Of course, The Menzingers’ trajectory from the dives and basements of Pennsylvania to becoming beloved globetrotting champs isn’t down to luck. In longtime friends and singer-guitarists Greg Barnett and Tom May they have two incredibly talented songwriters. On Hello Exile they cast their net wider to chronicle everyday people trapped in economic free fall or self-destructive patterns.
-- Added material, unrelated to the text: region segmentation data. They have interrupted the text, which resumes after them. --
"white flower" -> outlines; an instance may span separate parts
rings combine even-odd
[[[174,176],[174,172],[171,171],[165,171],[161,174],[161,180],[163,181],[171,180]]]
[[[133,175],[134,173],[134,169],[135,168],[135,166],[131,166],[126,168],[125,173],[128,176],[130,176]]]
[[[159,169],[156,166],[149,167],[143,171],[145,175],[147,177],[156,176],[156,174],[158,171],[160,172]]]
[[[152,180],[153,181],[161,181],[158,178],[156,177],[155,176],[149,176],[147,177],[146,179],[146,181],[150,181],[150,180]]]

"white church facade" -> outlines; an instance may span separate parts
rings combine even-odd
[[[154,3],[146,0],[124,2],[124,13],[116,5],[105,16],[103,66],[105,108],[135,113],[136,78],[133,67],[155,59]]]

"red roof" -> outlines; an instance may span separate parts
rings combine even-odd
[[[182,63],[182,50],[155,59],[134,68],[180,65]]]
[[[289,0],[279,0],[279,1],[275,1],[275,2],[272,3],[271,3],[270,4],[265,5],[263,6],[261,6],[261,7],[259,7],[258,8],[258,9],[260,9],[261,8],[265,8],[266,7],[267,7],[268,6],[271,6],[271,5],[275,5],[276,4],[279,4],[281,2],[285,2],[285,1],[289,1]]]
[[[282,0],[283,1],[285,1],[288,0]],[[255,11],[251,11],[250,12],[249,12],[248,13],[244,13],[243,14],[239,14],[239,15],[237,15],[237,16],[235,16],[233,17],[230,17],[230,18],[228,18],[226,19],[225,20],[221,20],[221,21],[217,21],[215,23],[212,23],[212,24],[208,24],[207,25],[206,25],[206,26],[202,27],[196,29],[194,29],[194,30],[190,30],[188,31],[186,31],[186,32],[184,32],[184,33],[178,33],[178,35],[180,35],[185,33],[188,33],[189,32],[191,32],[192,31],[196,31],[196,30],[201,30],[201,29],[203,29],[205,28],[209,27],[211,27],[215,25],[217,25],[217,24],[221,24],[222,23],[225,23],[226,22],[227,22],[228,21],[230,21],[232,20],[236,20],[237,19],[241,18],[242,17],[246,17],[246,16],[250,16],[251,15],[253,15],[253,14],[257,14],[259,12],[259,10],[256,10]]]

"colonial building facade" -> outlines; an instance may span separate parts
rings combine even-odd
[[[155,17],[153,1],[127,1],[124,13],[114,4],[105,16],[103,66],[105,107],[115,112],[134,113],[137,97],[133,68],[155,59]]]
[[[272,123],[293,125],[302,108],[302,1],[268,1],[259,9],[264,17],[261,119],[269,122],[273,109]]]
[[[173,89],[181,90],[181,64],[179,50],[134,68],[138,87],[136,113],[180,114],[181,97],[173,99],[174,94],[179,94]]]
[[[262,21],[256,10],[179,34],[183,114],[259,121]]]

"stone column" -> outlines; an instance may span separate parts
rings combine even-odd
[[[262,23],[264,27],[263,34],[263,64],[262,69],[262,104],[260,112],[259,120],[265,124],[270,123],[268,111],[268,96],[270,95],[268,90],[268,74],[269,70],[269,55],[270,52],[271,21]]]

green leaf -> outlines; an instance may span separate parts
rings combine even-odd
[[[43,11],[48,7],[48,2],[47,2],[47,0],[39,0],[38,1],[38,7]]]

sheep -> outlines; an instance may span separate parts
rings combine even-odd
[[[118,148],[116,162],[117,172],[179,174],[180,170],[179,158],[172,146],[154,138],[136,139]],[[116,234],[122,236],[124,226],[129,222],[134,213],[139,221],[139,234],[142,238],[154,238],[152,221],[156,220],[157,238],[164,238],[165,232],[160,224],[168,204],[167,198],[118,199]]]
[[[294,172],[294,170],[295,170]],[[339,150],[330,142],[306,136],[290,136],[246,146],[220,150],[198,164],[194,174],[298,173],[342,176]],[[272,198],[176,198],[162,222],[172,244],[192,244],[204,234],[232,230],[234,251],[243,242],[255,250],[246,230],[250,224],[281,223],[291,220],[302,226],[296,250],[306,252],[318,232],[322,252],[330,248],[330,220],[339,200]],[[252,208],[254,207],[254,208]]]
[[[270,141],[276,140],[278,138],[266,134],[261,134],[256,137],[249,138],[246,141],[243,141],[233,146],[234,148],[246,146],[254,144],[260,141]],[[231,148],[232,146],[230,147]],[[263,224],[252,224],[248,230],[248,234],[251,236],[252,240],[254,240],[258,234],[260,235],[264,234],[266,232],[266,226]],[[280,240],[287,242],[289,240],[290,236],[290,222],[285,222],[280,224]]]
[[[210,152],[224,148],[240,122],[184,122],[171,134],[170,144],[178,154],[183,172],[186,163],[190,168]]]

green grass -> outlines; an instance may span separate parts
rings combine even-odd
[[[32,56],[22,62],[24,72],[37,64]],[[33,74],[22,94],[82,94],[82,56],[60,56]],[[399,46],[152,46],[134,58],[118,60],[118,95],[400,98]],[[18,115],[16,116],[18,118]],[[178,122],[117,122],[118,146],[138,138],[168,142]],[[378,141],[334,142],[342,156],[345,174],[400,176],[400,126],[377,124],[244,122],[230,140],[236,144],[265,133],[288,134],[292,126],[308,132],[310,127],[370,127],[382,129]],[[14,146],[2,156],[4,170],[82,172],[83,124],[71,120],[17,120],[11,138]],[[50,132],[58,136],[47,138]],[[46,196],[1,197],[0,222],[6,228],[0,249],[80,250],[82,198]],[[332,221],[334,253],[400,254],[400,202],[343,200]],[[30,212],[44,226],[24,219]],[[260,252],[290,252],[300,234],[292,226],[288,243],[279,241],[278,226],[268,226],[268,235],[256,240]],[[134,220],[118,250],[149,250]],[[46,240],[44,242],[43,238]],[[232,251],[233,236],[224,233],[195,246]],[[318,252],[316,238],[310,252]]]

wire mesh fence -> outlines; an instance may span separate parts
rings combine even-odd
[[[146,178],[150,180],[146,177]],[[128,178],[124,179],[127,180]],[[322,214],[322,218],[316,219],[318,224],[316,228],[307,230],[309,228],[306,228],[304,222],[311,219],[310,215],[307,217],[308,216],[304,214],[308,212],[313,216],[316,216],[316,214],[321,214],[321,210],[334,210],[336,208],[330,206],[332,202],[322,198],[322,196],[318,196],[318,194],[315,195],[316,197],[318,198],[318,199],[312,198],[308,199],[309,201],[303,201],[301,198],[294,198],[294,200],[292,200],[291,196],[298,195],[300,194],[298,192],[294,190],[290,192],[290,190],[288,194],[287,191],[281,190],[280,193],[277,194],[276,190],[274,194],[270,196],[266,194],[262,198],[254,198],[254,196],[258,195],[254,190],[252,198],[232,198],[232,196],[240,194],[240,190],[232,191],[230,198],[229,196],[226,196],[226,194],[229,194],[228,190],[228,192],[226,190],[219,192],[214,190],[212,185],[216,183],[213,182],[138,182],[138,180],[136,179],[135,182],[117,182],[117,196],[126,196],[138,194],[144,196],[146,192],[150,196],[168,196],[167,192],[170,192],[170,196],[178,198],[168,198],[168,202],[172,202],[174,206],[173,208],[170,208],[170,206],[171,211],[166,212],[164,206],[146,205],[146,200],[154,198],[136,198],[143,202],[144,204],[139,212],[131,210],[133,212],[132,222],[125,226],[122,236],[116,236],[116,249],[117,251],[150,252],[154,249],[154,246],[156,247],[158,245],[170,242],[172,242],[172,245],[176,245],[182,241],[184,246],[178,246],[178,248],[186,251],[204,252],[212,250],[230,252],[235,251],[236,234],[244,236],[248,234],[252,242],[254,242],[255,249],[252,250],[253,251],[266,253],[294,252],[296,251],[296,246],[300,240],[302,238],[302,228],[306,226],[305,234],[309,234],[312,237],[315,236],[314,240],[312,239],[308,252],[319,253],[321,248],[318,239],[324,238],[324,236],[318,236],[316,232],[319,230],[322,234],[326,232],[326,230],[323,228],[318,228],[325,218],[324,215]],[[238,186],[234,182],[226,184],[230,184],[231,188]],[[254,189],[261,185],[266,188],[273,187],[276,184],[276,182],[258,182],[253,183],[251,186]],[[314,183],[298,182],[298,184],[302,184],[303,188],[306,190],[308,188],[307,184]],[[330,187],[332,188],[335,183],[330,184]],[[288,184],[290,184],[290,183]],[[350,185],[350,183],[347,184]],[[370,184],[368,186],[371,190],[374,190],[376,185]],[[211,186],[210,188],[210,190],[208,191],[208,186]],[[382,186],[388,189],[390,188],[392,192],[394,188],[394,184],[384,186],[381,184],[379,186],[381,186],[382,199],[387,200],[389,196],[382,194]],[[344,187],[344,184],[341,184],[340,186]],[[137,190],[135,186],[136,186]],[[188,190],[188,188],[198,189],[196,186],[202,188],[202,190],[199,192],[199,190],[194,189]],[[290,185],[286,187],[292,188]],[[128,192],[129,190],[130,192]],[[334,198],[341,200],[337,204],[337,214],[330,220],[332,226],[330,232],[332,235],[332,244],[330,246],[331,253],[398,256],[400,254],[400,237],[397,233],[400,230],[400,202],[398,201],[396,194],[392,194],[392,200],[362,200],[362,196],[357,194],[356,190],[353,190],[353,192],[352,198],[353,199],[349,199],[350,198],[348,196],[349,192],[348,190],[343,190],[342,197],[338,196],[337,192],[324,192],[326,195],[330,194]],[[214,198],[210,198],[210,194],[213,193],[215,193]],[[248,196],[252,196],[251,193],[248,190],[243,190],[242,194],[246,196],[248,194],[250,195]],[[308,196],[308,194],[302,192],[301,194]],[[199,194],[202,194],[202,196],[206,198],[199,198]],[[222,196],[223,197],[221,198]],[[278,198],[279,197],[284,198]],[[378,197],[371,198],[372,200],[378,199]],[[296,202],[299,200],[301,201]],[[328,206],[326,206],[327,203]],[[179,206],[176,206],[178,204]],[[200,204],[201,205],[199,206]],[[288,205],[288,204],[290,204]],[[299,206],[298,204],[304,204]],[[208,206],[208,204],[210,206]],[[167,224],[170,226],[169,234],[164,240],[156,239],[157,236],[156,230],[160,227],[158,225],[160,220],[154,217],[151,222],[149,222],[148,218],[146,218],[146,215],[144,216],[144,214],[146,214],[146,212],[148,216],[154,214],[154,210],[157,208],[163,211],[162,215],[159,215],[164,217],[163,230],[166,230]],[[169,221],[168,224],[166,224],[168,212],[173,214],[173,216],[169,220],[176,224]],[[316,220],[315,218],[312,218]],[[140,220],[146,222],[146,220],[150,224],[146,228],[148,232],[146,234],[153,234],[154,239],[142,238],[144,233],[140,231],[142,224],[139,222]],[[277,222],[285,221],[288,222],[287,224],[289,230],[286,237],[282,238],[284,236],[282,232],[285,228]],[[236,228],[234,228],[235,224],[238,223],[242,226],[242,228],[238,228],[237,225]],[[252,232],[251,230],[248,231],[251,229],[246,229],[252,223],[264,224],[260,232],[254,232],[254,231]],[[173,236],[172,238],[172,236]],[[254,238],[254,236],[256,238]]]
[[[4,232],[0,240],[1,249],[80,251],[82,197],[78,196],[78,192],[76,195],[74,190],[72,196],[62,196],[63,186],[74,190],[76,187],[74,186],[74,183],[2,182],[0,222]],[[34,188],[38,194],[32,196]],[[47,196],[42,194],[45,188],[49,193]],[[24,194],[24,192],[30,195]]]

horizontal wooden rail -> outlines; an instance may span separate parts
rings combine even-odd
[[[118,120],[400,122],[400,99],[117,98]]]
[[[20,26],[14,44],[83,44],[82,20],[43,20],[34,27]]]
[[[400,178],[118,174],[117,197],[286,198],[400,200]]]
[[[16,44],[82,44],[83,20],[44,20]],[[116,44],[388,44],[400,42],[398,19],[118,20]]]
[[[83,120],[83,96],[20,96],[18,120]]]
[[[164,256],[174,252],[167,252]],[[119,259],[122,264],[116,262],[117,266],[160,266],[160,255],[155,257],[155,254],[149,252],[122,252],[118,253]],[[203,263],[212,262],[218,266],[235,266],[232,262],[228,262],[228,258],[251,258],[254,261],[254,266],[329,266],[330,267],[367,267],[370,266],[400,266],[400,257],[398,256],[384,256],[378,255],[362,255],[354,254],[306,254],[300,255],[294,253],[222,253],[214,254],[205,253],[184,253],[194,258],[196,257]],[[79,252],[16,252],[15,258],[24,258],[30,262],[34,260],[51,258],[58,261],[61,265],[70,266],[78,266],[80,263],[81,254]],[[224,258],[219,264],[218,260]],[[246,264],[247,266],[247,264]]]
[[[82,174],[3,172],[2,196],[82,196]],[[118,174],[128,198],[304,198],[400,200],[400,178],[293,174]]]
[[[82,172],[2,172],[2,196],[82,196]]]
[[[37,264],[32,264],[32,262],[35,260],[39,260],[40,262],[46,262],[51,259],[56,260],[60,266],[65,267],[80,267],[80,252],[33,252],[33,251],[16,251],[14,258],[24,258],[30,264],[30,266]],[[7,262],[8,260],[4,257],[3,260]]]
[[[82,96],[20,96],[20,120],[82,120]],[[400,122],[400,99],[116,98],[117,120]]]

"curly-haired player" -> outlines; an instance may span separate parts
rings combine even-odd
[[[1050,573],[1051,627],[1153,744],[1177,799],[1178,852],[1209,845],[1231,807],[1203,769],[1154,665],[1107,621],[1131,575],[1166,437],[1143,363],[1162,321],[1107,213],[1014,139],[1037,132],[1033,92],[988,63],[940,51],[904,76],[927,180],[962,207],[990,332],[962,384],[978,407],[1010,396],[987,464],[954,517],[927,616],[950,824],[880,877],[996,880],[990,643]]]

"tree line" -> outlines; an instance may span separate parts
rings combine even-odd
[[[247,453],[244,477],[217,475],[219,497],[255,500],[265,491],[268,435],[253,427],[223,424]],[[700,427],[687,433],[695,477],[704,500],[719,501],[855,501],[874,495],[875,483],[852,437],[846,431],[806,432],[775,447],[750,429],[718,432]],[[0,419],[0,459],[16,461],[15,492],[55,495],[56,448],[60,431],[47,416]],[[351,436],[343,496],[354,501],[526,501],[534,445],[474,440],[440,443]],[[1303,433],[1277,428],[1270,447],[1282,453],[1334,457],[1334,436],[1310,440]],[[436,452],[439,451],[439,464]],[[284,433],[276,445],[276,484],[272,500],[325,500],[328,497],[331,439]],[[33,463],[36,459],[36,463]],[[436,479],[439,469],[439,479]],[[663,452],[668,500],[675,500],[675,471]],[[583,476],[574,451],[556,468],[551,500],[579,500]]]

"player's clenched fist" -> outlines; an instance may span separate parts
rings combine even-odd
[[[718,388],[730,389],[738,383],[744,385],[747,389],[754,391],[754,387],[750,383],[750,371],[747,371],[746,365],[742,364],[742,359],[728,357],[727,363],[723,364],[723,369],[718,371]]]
On that tip, opener America (You’re Freaking Me Out) arrives in a swirl of personal dislocation and raucous confusion. Driving through their home country’s Bible-belt, Greg howls at the hypocritical piety of the church, state and baby boomers who pull up the social mobility ladder behind them, while ‘Rhyme and reason fled the crime scene / Of new penthouses next to tents in the streets’. The Menzingers have rarely been an overtly political band, but their observational lyrics here and on Strawberry Mansion reflect on the way choices made by society’s elite have far-reaching consequences, without turning into hollow preaching.
Previously, the split between songs led by Greg and Tom has been roughly even. Here, nine of the 12 songs are Greg’s, and much of the album revels in his wistful romanticism as a result. The title-track’s tale of a man haunted by summer love grown cold benefits from Will Yip’s (The Wonder Years, Code Orange) wide-open production, giving the moseying beach bar groove space to breathe. Not that Hello Exile sits around navel-gazing. The Tom-led Last To Know is a seething rocker, and the just-audible off-mic yell before the guitar solo showcases a band as exuberant as ever, even as Joe Godino’s beats hammer down like a hangover.
Occasionally, the rose-tinted glasses do chafe. Nostalgia has been part of The Menzingers as far back as Casey from OTIP, which made a small detail like getting high while doing the dishes somehow larger than life. By comparison, High School Friend’s old-enough-to-know-better shenanigans, or the knowing question of, ‘How do I steer my early 30s?’ on America… feel like low-hanging fruit. Sincere, yes, but lacking magic.
That being said, closer Farewell Youth shows they can still mine rich conclusions from that seam, as christenings, weddings and funerals become strange reunions with old acquaintances. Greg may admit his former self was ‘Always in a rush, but I was never sure from what’, but it’s sung in celebration, not regret. The secret to eternal youth, then, isn’t to avoid growing old, but to never let the opportunities missed outnumber the chances taken. Here, The Menzingers have gone all-in and hit the jackpot.